Trans Atlantic Equivalent: More than a few people have mentioned that Jessica Fletcher could be considered an American Miss Marple. Especially hilarious, as Angela Lansbury has played both. In fact, the opening of "The Murder of Sherlock Holmes" is practically a direct lift from the opening of The Mirror Crack'd, the film Lansbury appeared in.
What Could Have Been: Jean Stapleton, better known asEdith Bunker, was first offered the role of Jessica Fletcher. Stapleton passed - ironically, given that she's on record as being unhappy with her Type Casting as Edith, and this show likely would have rescued her from that fate. In any event, the producers then offered the role to their second choice, Angela Lansbury, who gratefully accepted.
Why Don't You Just Shoot Him?: Excusable early in the series when she was a little-known author and people underestimated her, but by later series people are well-aware of both her books and her reputation as an Amateur Sleuth. For some reason, criminals, even those who have no problem murdering multiple victims in the episode, rarely consider it prudent to try to bump her off as well.
Though there are still a number of people who are willing to try.
This even happens with recurring guest stars. Ron Masak, before joining the cast as Sheriff Mort Metzger, appeared in two earlier episodes (the first playing a cop in New York!).
William Windom played one of the guilty party in "Funeral at Fifty-Mile" before appearing as Dr. Seth Hazlitt in the second season.
Madlyn Rhue, before playing Cabot Cove's librarian in later seasons, appeared earlier as a victim's widow in "Seal of the Confessional".

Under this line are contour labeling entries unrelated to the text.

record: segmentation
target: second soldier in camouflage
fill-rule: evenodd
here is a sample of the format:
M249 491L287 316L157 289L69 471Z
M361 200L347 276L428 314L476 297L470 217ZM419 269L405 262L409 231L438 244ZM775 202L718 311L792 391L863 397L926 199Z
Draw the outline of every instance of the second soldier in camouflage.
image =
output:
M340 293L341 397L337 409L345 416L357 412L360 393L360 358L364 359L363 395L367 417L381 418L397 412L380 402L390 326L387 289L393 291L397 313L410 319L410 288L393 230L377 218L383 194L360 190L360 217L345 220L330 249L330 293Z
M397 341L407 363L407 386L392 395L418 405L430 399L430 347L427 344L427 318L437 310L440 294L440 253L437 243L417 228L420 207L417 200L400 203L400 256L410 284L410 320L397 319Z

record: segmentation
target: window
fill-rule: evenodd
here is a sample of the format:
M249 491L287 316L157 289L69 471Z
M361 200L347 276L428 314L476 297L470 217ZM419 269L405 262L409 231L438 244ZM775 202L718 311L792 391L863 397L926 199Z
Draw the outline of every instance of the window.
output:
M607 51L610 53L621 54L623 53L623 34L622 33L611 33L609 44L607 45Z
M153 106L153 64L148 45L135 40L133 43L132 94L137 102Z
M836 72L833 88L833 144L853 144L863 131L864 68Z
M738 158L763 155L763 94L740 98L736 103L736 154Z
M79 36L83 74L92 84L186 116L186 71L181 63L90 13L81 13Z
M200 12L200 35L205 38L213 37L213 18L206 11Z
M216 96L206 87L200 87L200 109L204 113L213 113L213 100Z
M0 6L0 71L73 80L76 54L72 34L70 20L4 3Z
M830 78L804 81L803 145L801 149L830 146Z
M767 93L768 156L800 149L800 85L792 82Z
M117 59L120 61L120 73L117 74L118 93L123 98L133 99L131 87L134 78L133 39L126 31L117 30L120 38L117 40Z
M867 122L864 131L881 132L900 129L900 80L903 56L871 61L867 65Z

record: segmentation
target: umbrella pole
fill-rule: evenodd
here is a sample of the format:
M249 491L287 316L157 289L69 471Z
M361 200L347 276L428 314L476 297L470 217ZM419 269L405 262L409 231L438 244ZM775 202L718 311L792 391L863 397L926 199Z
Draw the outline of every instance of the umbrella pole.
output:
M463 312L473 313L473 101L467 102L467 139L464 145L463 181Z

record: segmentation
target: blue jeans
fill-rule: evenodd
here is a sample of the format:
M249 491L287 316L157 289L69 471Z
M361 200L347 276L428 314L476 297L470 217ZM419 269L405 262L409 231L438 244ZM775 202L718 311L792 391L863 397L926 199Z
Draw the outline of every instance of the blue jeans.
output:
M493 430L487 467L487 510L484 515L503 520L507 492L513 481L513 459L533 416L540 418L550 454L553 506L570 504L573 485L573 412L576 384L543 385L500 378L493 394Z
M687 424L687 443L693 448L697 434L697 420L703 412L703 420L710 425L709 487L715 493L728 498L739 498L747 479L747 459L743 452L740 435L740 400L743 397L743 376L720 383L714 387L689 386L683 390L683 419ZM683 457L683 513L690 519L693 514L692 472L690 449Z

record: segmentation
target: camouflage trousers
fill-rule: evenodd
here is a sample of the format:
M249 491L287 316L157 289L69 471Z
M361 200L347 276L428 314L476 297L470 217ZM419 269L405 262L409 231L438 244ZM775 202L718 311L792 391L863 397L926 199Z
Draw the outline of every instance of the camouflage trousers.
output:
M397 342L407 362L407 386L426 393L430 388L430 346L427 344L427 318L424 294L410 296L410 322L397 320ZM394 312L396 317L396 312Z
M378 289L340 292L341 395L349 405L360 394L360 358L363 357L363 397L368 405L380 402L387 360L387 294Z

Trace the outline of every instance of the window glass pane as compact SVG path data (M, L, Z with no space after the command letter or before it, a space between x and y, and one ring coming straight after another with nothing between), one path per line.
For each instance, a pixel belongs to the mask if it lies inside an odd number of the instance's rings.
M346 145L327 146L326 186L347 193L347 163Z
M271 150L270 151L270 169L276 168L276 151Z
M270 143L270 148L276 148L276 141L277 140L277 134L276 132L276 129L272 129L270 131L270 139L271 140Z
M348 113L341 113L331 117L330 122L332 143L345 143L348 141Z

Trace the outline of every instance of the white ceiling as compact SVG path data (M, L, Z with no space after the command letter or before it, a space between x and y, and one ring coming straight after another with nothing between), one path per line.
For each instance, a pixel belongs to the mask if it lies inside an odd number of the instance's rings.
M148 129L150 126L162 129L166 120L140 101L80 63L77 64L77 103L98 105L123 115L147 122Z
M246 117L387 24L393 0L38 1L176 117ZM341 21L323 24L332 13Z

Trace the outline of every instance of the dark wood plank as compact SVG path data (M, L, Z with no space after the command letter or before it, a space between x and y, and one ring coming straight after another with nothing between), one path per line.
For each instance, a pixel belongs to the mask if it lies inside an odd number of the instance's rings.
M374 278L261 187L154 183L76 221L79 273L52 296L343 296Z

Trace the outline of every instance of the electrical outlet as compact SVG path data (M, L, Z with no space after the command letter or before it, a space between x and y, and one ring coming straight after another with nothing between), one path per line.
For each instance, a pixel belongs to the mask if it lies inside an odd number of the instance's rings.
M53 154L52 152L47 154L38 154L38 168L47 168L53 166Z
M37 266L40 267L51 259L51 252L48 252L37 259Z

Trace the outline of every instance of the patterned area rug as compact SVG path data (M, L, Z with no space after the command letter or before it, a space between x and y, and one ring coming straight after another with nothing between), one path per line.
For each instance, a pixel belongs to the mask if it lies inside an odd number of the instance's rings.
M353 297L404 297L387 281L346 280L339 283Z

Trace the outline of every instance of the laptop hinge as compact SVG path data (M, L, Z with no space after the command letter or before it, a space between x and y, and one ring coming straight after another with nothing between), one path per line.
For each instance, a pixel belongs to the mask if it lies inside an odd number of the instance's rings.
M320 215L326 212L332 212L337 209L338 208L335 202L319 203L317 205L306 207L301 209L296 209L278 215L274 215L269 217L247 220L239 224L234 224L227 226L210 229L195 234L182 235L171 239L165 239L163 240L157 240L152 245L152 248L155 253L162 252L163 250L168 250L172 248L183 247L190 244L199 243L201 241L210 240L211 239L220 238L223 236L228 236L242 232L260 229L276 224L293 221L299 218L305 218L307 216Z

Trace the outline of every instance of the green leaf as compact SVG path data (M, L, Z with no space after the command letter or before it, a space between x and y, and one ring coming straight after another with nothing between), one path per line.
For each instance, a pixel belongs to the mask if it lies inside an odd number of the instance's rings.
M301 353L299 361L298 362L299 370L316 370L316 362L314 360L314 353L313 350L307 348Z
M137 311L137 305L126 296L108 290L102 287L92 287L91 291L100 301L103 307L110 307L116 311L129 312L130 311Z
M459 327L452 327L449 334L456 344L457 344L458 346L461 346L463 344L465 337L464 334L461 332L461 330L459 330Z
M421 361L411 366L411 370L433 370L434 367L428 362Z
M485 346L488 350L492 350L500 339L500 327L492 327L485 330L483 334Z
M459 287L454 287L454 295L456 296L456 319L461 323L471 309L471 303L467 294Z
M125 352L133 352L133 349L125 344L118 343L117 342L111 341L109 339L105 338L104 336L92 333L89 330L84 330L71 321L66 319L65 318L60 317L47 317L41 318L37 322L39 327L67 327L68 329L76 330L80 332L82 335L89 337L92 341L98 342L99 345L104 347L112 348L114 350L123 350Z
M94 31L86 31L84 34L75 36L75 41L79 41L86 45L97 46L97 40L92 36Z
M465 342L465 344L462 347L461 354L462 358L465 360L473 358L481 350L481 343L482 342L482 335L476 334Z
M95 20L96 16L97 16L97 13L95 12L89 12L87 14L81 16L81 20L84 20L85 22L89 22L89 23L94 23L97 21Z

Another interesting example is "Murder on Madison Avenue": Firstly, after having played Johnathan Quayle Higgins in the aforementioned Cross Over with Magnum, P.I., John Hillerman appears in this episode as a completely different character, to the likely confusion of longtime viewers. Secondly, Barbara Babcock's character (her fourth on MSW, fifth if you count The Law and Harry McGraw) is murdered by her assistant (played by Hallie Foote), but in an interesting possible Casting Gag, the next season episode "For Whom the Ball Tolls" sees Babcock and Foote together again (playing completely different characters, of course), working together on a historic preservation commitee, as if nothing had ever happened.